The dangerous role Sherpas play in helping climbers conquer Everest.
A new documentary looks at the dangerous, and often overlooked, role Sherpas play in helping wealthy western climbers conquer Everest.
In April 2013, three experienced European climbers almost died on Everest. This wasn’t a case of frostbite, avalanche, falling ice or a lack of oxygen. Instead a group of Sherpas reportedly tried to kill them in a fit of rage.
Ueli Steck, Simone Moro and Jonathan Griffith had been climbing without guides of their own when they overtook a team of Sherpas fixing camp ropes at an altitude of 20,000 feet.
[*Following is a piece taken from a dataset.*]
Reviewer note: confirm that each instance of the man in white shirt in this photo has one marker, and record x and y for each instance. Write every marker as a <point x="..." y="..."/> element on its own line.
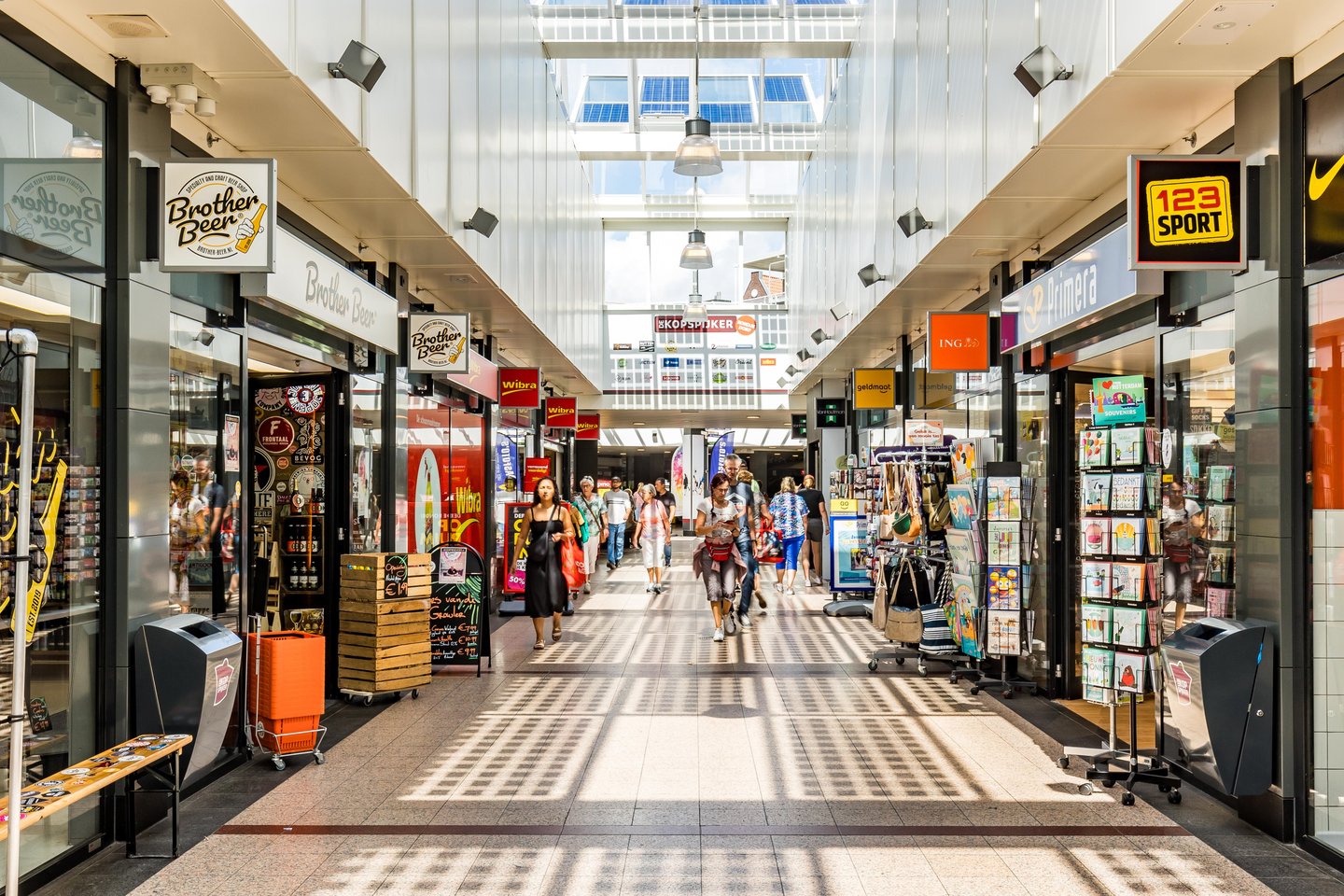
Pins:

An altercation ensued, prompting Moro to call one of the Sherpas a motherfucker. Then, as the three climbers turned back to camp, a large group of Sherpas approached them and things escalated quickly.
In footage on YouTube, you can see Moro drop to his knees and apologise – but he gets slapped. Stones are thrown at the tent in which Steck is hiding, while Griffith cowers behind a rock.
It makes for an unnerving watch, but it succinctly captures a long-simmering tension that had been building within the Everest climbing industry.
Sherpas have always been integral in aiding western explorers reach the summit of the world’s highest mountain.
On May 29, 1953, when John Hunt’s expedition made the first successful summit, it was Sherpa Tenzing Norgay standing next to Edmund Hillary at the top, the rest of the world beneath them.
“My father was a symbol of hope to millions of Asians,” says Norbu Tenzing, Norgay’s son. “India had just gained independence and he was the first Asian to rise from the ashes, to be world-acclaimed. He didn’t care much about medals or honours, but he did care about respect, about equity.”
In the aftermath of a triumph that reverberated around the world, Hillary and Hunt were both knighted. But Tenzing Norgay was awarded the George medal, something of a second-tier decoration.
“Here was a wonderful opportunity to bestow that respect on him,” says Norbu, “but he was left standing on the sidelines.”
Since then, little seems to have changed. Depictions of Sherpas in films tend to strike the same note – portraying them as smiling, submissive and silent – while their real-life contributions to expeditions often go overlooked.
Sherpa, a new film by Jennifer Peedom featuring Norbu as narrator, shows the Everest story from the Sherpa’s point of view. It’s steered by what Peedom perceived as a growing disquiet among the community.
“I’d wanted to do a story that just focused on the Sherpas, [to] show what really happens on an Everest expedition,” she says. “So many of these facts are so often hidden.”
Then in April 2014, as Peedom was filming at Base Camp, a large avalanche swept through the Khumbu icefall – the most dangerous section of the climb. (Sherpas typically cross the icefall up to 30 times, whereas climbers cross just twice.)
Sixteen Sherpas were killed that day while carrying fuel and food, tents and toilets for climbers – prompting the Sherpa community to protest, cancelling the Everest climbing season.
Some climbers and tour operators reacted by equating the strike to a terrorist act. But Norbu doesn’t see it that way. He believes the commercial element of Everest climbs can obscure its moral implications
“The working Sherpa has never really had a voice so when the time came to speak up, people thought that it was renegade, that it was revolt,” he says. “But there’s a lot of anger, a lot of sadness. People are confused. It was a whole year’s livelihood they were giving up.
“It was a horrible day for the small Sherpa community, and yet the ones that got picked on were the ones playing Russian roulette: going up and down the icefall 30 times a season for $32 a pop.”
“How willing are [climbers] to risk the lives of others to test their limits?” he says. “They really ought to do the research and not turn a blind eye by saying: ‘These guys are taken care of. I’m providing an income.’”
As a result of the 2014 strike, families of Sherpas have been promised better compensation while the Sherpa themselves have been assured of improved conditions.
But in the wake of the 2015 Nepalese earthquake, which again saw huge loss of life on Everest and a second consecutive climbing season cancelled, it’s unclear if the Nepalese government will fully deliver on that reform.
But part of the battle is being won, Norbu says. Perceptions are beginning to change thanks to the actions of those Sherpas in 2014 – and partly thanks to what Peedom recorded on film.
Sherpa captures the human side to Everest, uncovering a narrative that has long been obscured by the curtain of western achievement.